These stories show the importance of knowing the significance of the work you do.
It isn’t hard for seasoned employees to know their significance because they have the perspective to see it and have lived it.
However, new employees don’t have that same breadth of vision. To help them understand the significance of their work, simply explain how they fit into the whole picture. That can give a person meaning, purpose and pride in even the dirtiest jobs.
No one likes to be micro-managed. And no one performs quality work when they are micro-managed. That is why trust is important. Someone in human relations told Zack and Brett that you have to give your employees enough rope to either swing around or hang themselves.
So, just like you trust your veteran employees, trust your newbies with projects. Will they mess up? Likely. But who doesn’t mess up once in a while?

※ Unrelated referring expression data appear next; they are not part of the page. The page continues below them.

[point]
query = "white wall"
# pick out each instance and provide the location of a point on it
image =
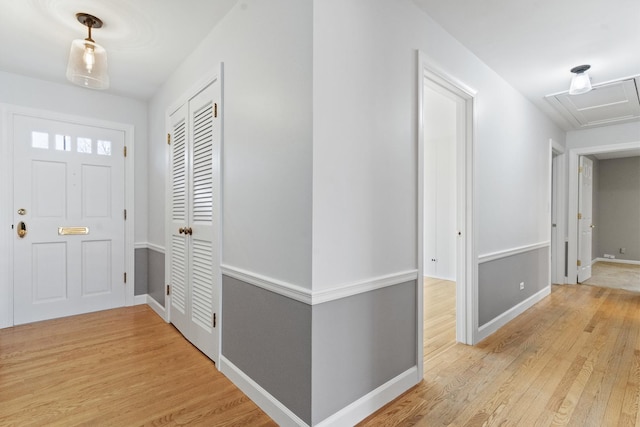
(266, 50)
(606, 135)
(365, 139)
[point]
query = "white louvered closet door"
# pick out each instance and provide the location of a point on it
(195, 219)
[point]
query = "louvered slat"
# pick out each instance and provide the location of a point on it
(178, 273)
(178, 170)
(202, 202)
(202, 284)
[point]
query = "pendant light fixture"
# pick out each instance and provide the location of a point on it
(580, 83)
(88, 60)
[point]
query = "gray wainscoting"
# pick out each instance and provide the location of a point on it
(142, 270)
(359, 343)
(499, 282)
(150, 274)
(156, 283)
(268, 337)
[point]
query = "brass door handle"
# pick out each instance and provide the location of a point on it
(22, 229)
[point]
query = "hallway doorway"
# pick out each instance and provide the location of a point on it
(445, 206)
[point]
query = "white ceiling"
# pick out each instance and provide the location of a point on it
(531, 43)
(145, 40)
(534, 43)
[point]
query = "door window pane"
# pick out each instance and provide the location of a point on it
(104, 148)
(84, 145)
(40, 140)
(63, 142)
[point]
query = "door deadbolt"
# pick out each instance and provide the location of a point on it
(22, 229)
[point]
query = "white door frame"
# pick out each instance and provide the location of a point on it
(559, 206)
(6, 196)
(572, 224)
(467, 265)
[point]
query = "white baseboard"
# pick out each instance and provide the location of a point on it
(372, 401)
(617, 261)
(269, 404)
(498, 322)
(160, 310)
(448, 279)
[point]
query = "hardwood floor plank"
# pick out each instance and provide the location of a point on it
(572, 359)
(118, 367)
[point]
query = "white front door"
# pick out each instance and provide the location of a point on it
(585, 218)
(68, 209)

If they are quality employees, they will learn from their mistakes and become better for it. But trust allows them the freedom to be creative, and great things can come out of that.
Brett and Zack talked to the owner of a pizza place that had been voted the best in Spokane, Wash., for 14 years. The owner actively trusts his young employees by giving them bylaws and minimum goals, but allowing them to be creative and use their own initiative for the rest.
The final value is measurability. On their journey Zack and Brett talked to a 25 year-old rocket scientist who said the best part of his job is the instant measurability. Either the rocket goes up or it doesn’t. “You can’t even qualify how valuable that is to an employee,” Brett said.
One point that Brett and Zack raised is that recent college grads are on a different timeline than the seasoned businessman, making the need for “instant” measurability even greater. For the last four years the college student’s performance was measured on a weekly, bi-semester and semester basis. (A semester is 4-5 months) If by midterms you hadn’t made an A or B in class, you knew you would have to improve performance. There was a definitive result at the end of each semester. Brett and Zack said that this timeline mentality makes it difficult to adjust to the long-term timeline of the working world.
While I agree that this might make the transition a little difficult, I do not think it is an excuse for lesser performance. Most college students have jobs or internships, and it isn’t too difficult to make the transition. That being said, I think frequent constructive criticism can help any new employee perform better.